Our first screening was last week with an in home visit from a lady with the state. She asked me several questions about Claire and I answered those and then she ended up "playing" with Claire by asking her to do several different tests. Some of which I thought were obvious and that Addie at her age would have done swiftly and Claire acted like she didn't understand anything. At that point I felt a hard knot form in my throat and wondered is this my fault? Don't we as mothers always wonder if it is our fault? I know not all, but in some way did I have a bearing on her delayed development??? I was okay through the rest of the testing and I did not shed a tear, but I continued to feel the hard knot in my throat, you know the one that is there right before you start to cry?
Chris comes home for lunch after the screening was over with and he asked me how it went. I broke into tears!! What if this is my fault because I don't get her little toys out to play with like I did with Addie. Claire just follows Addie's lead and plays with things a 5 year old plays with. Addie learned all of her shapes, colors, and objects from Rhonda at daycare. Had I just let Claire fall "thru the cracks" because I would assume she would learn all of that to, on her own???? How could I be so stupid......and on and on I went. Chris is trying to calm me down and it worked for a little while, but I couldn't get this self-doubt about the situation out of my head!!! You got to love satan, right? He was loving that he was kicking me when I was down, because had I thought to pray about it before then??? NO!!!!
That night when I laid down and prayed, I prayed for the Lord to give me a peace about it and to totally turn it over.

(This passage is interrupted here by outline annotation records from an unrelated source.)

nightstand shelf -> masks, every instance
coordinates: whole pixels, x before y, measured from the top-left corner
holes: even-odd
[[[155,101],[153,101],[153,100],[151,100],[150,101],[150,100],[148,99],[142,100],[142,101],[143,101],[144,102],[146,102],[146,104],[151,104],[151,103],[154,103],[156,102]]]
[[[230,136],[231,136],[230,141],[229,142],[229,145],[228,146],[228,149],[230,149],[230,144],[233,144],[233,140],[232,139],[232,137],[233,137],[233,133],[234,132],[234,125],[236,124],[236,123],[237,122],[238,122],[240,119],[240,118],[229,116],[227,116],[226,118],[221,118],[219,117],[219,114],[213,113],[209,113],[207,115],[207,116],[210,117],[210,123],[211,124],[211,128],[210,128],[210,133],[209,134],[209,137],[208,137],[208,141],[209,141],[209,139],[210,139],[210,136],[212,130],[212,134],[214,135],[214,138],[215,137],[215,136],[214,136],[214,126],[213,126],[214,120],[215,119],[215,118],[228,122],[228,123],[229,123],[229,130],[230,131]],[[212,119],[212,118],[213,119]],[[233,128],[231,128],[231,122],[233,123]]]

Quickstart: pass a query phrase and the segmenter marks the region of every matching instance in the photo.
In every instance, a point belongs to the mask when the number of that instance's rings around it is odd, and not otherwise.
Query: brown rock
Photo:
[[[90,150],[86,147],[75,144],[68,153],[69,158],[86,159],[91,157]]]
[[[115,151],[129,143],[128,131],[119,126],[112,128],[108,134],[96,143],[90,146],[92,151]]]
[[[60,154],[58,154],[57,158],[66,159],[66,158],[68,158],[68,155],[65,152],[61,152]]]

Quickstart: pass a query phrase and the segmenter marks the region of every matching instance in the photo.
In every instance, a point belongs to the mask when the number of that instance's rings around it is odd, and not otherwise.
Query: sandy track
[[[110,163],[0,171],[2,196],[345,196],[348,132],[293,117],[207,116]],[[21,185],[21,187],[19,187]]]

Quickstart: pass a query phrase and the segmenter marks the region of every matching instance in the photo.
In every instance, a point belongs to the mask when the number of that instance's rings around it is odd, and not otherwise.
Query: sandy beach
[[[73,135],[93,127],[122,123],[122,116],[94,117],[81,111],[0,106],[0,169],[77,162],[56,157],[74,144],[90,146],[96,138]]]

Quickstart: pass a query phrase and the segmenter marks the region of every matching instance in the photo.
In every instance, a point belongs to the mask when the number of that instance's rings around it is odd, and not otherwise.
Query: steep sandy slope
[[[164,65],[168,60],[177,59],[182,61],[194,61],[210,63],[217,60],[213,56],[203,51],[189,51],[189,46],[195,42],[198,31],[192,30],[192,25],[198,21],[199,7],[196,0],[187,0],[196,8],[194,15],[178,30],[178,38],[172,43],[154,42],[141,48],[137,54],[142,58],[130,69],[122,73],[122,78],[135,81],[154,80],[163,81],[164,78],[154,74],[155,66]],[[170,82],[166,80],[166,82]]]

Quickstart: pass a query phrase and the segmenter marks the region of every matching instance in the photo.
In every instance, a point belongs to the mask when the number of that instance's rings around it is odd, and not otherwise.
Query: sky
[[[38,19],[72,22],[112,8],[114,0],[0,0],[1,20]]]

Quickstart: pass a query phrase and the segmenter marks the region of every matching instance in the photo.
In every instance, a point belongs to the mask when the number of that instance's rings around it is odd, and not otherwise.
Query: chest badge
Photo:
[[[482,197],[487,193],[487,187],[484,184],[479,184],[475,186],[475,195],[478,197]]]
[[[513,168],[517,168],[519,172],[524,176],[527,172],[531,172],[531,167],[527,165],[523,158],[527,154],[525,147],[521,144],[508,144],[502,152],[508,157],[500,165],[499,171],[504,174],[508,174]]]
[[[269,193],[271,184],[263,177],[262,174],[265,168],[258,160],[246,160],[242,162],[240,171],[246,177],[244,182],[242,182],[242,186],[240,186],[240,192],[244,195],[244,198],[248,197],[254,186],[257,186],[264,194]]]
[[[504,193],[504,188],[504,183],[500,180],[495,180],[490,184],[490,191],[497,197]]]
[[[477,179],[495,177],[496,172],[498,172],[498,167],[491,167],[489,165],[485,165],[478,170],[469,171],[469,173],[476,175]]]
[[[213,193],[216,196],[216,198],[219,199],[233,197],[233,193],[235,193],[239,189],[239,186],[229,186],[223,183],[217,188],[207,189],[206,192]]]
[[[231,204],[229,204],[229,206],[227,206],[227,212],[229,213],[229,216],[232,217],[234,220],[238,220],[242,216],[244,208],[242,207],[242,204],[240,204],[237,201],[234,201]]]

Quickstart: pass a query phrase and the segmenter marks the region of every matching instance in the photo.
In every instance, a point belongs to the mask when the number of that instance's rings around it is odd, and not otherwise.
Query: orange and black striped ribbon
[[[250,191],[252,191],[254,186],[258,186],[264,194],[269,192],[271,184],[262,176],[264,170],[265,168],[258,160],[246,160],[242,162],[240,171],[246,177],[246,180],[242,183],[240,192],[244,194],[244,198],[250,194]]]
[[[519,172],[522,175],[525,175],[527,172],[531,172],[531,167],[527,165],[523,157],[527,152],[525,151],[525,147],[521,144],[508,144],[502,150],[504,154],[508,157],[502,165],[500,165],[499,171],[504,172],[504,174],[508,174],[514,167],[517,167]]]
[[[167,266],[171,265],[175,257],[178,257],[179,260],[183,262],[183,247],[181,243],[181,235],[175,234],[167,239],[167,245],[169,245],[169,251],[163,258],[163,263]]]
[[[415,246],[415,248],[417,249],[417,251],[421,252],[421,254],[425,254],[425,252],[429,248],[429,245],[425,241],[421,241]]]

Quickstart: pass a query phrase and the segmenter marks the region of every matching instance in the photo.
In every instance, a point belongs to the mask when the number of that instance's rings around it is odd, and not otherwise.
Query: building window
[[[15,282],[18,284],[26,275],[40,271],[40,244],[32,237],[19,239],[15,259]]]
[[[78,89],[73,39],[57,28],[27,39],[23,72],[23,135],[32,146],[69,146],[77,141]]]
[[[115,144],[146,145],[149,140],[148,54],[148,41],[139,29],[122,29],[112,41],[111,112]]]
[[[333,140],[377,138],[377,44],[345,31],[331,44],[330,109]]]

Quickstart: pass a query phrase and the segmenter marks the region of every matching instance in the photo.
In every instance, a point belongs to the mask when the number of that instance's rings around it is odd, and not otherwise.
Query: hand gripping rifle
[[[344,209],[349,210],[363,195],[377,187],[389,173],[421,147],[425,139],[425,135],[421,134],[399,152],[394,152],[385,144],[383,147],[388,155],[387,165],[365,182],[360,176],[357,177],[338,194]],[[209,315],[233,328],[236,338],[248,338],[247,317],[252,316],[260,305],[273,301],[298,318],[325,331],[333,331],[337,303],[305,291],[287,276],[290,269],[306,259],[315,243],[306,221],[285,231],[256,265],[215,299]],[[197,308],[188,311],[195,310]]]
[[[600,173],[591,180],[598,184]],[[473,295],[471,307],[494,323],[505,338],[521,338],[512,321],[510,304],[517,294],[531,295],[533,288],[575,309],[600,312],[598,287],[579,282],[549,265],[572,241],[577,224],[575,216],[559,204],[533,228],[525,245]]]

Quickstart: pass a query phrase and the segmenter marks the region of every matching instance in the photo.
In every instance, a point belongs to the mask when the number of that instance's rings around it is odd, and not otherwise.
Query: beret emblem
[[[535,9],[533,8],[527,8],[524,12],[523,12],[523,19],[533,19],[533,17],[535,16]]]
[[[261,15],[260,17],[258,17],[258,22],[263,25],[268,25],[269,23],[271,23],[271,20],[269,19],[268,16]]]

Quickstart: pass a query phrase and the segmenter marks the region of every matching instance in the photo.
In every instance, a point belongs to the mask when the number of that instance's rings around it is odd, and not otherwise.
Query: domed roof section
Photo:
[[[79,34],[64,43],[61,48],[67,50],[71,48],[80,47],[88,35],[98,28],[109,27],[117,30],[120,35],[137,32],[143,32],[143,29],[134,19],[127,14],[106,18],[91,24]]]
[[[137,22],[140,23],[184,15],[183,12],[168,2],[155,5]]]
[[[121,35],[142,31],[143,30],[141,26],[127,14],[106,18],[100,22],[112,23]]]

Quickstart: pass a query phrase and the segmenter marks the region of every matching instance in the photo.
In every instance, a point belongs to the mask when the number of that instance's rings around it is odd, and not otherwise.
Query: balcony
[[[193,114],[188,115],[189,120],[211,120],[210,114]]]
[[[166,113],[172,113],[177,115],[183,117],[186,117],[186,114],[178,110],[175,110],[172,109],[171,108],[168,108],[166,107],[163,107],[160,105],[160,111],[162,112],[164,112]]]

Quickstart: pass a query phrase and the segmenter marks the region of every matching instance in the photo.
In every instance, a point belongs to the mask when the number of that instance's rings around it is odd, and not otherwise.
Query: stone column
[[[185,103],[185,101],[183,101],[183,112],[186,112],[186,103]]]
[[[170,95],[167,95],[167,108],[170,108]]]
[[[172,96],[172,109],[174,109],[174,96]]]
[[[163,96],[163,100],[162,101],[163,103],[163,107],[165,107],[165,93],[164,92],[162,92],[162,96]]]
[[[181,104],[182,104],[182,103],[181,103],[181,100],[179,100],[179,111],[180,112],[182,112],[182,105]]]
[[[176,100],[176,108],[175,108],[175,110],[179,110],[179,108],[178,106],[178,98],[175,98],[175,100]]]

Yesterday Claire was screened again, but this time it was a lady that was testing her to see if she qualifies for the state to pay for any type of speech therapy or for an audiology screen. We won't know how she did until next week. I am no longer in tears over it and I know that Claire understands what I say to her, it just breaks my heart when she points and gets frustrated with me because I don't understand what she wants.
I will keep you posted on the situation and would covet your prayers for my little stink.



She wasn't too sure about standing on the hay roll!!


I have had so much fun taking the girls pictures this past week. Claire and I had her little "photo" session one morning while Addie was at school. I had ordered them some Matilda Jane Clothing thanks to Kristin!!!! I really love their clothes. They are a little bit more than Gymboree, but Addie and Claire love how the clothes feel and they will wear them all day without complaining, which is HUGE for Addie. I may have found yet ANOTHER girls clothing weekness.........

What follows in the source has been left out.